Many connectome datasets have undergone heavy proofreading. Information has been logged in the chunkedgraph about how each edit in a dataset affected the segmentation. However, accessing this information requires some knowledge of the chunkedgraph and how the editing infrastructure works. It often requires hitting several endpoints to get out specific information about what has changed. Further, if one is trying to compute derived metadata about how an edit affected things (e.g., "how many synapses were added by this edit?"), this requires even more in depth knowledge about the CAVE ecosystem.

The goal of paleo is to make this information more accessible by exposing some derived information from edit histories.

The philosophy will be to first create an API around these features in this Python package, and make sure that it is useful and easy to use. Some of this information will be fairly slow and burdensome to compute, so in the future we may want to create server-side implementations for some of it. Nevertheless, the Python package will be a good starting point for understanding what is possible and what is useful.

Some potential applications of this work include:

Tooling for monitoring proofreading progress, possibly in real-time
Visualization of proofreading progress
Data extraction for training automated proofreading algorithms
Development of metrics for weighting the impact individual edits
Attaching semantic information to edits, such as "this edit is an undo"
Developing models of how well proofread a cell is

Here, we describe some of the possible features we might want to implement in paleo.

Comparison targets¶

What quantities might we want to compare between roots, operations, timepoints, etc.?

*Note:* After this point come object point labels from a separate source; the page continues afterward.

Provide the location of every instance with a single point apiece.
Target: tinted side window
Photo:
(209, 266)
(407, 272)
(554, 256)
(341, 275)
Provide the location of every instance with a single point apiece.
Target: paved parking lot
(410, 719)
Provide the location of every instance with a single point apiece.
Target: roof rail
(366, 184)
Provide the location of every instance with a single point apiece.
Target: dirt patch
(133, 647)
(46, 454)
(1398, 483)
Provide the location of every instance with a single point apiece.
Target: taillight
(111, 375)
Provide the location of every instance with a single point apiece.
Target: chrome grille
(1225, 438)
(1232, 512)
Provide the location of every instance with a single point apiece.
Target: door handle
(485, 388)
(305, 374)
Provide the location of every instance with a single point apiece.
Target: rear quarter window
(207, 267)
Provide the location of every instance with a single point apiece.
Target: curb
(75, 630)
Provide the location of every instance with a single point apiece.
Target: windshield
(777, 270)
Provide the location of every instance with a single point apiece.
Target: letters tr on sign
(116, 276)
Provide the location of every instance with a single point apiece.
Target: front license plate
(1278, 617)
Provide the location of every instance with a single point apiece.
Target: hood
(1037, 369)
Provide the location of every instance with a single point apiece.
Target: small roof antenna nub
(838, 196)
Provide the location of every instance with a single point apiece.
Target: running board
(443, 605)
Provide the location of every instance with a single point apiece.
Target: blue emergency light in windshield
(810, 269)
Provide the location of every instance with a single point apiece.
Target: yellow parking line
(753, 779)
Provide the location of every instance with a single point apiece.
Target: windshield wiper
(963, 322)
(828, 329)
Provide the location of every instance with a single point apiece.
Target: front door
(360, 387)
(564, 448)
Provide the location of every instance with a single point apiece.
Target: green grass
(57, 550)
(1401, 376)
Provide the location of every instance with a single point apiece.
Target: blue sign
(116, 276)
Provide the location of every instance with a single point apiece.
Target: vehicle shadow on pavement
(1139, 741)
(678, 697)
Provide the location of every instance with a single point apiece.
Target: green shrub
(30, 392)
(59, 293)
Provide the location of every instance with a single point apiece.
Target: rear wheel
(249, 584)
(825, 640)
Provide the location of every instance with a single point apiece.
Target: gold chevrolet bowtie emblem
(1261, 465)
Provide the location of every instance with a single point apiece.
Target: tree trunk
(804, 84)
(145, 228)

Morphology representations/features¶

One type of comparison is between representations of morphology at various resolutions. These comparisons would return something like added_nodes, removed_nodes, added_edges, removed_edges, etc. For an example, see the functions currently implemented in paleo, which do this already for level2_graphs.

supervoxel_graphs
level2_graphs
skeletons
meshes
synapses

Statistics¶

We also might want to have comparisons of derived statistics of morphology and connectivity. Many of these would be derived from the representations above. I imagine that for any of these statistics, there would be something like path_length_added, path_length_removed, path_length_net (added - removed, so could be negative).

n_level2_nodes (this is actually a decent proxy for path length, w/o skeletonizing)
path_lengths
volume
n_synapses
n_pre_synapses
n_post_synapses
n_edits
n_merges
n_splits

Comparison types¶

For any of the above comparisons, what inputs would be convenient to provide?

compare_roots_{target}: given two roots, compare the target feature.
compare_operation_{target}: given a specific operation ID, compare the target features before and after.
compare_operations_{target}: given a list of operation IDs, compare the target features before and after for each operation.
compare_root_operations_{target}: given a root, compare the target features before and after each operation in its history.
compare_timepoints_{target}: given two timepoints and a root/nucleus ID, compare the target features between the timepoints.